Key new planning policies to assist businesses and tourism in rural areas have been unveiled.
PPS4 'Planning and Economic Development' and draft PPS 16 'Tourism', which are aimed at helping Northern Ireland's economic recovery, were launched by Environment Minister Edwin Poots in the Northern Ireland Assembly yesterday.
Minister Poots said that PPS4 would help businesses in the tough economic climate to locate in the best places across Northern Ireland, leading to faster and better planning decisions.
"All this will help Northern Ireland to meet the challenges of a highly competitive global market and to achieve the modern vibrant economy which is the Executive's top priority," he said.
Draft PPS 16 is a response to the challenges of future tourism growth, by providing up-to-date planning policy for tourism development in settlements and in the countryside.
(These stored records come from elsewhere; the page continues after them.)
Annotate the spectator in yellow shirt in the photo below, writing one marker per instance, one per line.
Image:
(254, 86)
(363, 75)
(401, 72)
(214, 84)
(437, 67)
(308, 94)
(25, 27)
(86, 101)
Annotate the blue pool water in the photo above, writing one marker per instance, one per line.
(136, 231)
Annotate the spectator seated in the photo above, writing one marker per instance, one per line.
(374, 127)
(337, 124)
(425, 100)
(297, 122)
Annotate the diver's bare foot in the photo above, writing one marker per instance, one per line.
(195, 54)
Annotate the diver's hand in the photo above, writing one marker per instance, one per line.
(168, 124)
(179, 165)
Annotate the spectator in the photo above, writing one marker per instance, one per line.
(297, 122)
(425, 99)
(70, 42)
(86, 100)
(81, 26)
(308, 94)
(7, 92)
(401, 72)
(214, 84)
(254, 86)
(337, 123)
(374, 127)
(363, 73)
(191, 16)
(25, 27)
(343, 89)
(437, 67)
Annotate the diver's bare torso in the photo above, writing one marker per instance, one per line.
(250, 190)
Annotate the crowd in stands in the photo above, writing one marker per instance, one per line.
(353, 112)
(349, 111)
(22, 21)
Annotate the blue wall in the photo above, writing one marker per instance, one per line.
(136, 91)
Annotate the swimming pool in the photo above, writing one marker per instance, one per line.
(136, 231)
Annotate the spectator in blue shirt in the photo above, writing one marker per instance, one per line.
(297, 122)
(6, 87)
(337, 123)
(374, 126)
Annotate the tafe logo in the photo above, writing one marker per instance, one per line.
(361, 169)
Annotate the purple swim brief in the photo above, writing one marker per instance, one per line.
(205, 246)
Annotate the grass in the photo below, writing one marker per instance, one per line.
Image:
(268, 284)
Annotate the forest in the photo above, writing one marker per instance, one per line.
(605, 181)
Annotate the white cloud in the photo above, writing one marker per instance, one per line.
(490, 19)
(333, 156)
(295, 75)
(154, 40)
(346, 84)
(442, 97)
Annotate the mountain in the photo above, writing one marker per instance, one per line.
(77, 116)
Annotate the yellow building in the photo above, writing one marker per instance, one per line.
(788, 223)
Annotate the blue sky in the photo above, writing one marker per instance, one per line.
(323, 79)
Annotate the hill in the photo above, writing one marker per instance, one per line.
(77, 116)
The policy aims to safeguard the natural and built environment, which is valued by tourists, from harmful development.
"Cities and towns differ from villages and small settlements and the needs of heavy industry differ from those of offices," he said.
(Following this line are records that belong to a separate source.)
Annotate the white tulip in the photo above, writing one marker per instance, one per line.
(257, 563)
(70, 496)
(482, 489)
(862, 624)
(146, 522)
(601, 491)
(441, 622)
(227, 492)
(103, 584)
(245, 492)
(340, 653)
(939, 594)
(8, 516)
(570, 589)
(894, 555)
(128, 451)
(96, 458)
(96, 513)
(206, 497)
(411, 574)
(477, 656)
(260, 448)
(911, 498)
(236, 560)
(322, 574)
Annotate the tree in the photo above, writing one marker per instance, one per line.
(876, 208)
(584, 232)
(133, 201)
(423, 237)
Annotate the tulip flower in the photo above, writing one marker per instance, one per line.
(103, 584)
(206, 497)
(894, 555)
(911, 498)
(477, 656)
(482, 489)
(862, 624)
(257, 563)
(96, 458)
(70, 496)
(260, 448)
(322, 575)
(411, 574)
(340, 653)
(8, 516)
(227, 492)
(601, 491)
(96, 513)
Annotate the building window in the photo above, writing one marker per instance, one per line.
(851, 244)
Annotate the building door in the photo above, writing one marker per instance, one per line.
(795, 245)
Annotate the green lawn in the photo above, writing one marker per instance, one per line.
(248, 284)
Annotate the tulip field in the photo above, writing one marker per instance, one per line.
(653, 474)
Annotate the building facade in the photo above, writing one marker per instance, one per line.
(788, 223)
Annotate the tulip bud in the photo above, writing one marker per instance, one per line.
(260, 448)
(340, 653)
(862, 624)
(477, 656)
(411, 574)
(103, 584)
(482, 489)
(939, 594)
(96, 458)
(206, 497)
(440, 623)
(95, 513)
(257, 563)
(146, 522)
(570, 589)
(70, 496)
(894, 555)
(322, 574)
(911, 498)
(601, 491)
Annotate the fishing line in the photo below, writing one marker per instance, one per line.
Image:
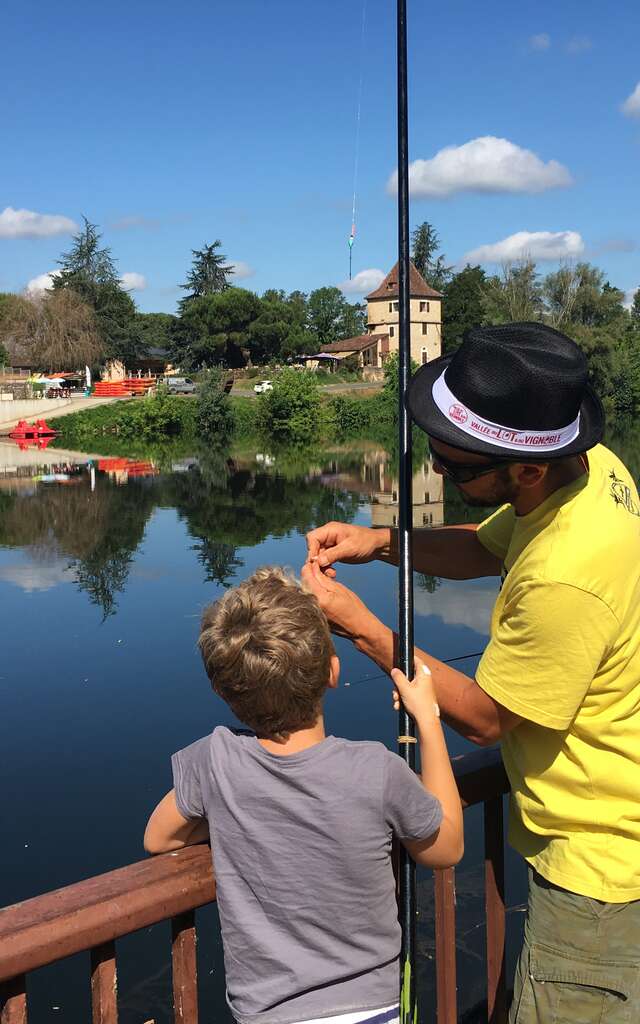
(384, 675)
(357, 134)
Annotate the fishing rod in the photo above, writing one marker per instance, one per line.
(407, 728)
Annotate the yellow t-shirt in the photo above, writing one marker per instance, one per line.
(564, 654)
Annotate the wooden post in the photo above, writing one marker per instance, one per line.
(184, 969)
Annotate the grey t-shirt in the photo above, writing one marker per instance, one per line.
(301, 849)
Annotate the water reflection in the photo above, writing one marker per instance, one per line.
(81, 519)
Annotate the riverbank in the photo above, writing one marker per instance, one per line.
(297, 411)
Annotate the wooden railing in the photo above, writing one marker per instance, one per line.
(91, 914)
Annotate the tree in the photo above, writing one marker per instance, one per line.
(89, 271)
(215, 329)
(56, 330)
(332, 317)
(208, 274)
(463, 305)
(291, 412)
(515, 295)
(425, 245)
(581, 295)
(156, 330)
(326, 309)
(86, 267)
(214, 416)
"That is why PPS4 sets out different planning considerations for different circumstances."
"It is important to strike a balance between the need to protect the countryside from unnecessary development while supporting rural communities.
"PPS4 sets out the circumstances in which economic development will be permitted in the countryside.
"There will be flexibility for the re-use of existing sites and buildings and for existing businesses to expand their premises.
"Draft PPS16 also promotes proposals that cannot readily be located in settlements, but ensures that such development is not inappropriate or excessive."
Planning in Northern Ireland has long been a contentious issue for businesses.
Six years after getting the green light, the John Lewis retail development at Sprucefield is still in the planning system.
The application for the £40m project, centred on Ireland's first John Lewis store, was first submitted back in 2004.
And Ryanair recently pulled out of George Best Belfast City Airport after boss Michael O'Leary blasted the speed at which a planning application for a runway extension at the facility was moving.